Managing Marriage With a Meddling Mother-in-Law is no Slam Dunk

They come in all shapes and sizes.

But they share one thing in common.  A meddling mother-in-law thinks she rules the roost.  If you have an interfering hen-pecker she can be a nuisance.

My mother-in-law was a bit meddlesome. “Your  marriage will never last unless you learn to love basketball,” she’d say trying to explain the game and forcing me to watch it.  My husband is a basketball fanatic.  He was captain of  the number one ranked basketball team in his state his senior year in high school.  My husband loves to joke that when he took me to watch our first Duke basketball game together at the Meadowlands, rain was forecast and I asked if it was an indoor or outdoor game to know whether to bring an umbrella.   Sports was never my thing.  My family is very artsy.  I thought opposites attract. Managing marriage with a meddling mother-in-law is no slam dunk.  You just have to try and give it your best shot.

I was thinking of my mother-in-law today as I packed up the ornaments she left me.  From trying to teach me to cook Southern meals, to arm-twisting me to move down South, she was always a nudge.  She passed a decade ago, but when she was alive I found relief laughing at the TV sitcom Everyone Loves Raymond. In the show a daughter-in-law with my name “Debra”  was always trying to fend off the unwanted advice of her mother-in-law who lived next door.

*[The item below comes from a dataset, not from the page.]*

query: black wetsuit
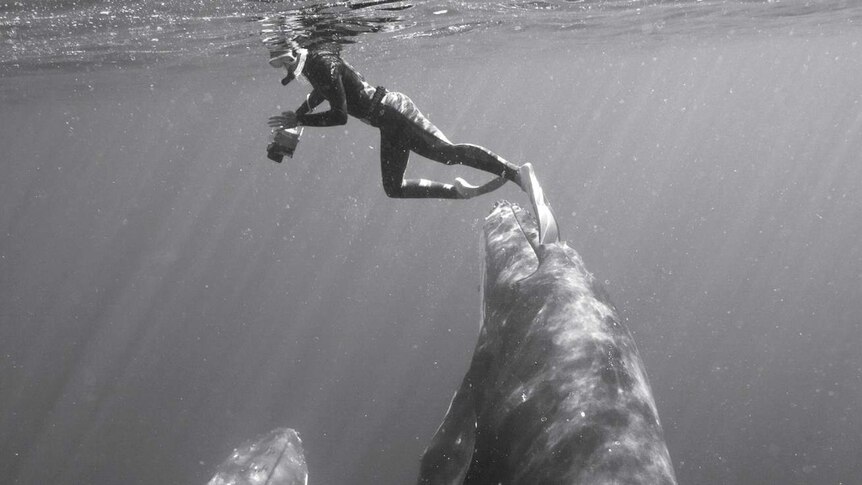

Like the actress Doris Roberts  who plays comic Ray Romano’s mother Marie on the show,  my mother-in-law was well-meaning but intrusive.  The constant meddling got to a point where I decided I needed marriage counseling.  It was affecting my family.

I resented the fact that my husband never put his foot down.  Research shows that women who feel supported by their spouses in their in-law conflicts have better marriages.  I told the therapist that every time his mother crossed the line and pushed me to a  meltdown I feared I’d release more radioactive steam than the reactor at Chernobyl.  The therapist told me that I couldn’t change the people around me.  He said that I could only change how I reacted to them.   He had some sage advice. He said that “going nuclear” is never the way. “Don’t ever go to bed angry,” he told me, ” just stay up and argue until you win.”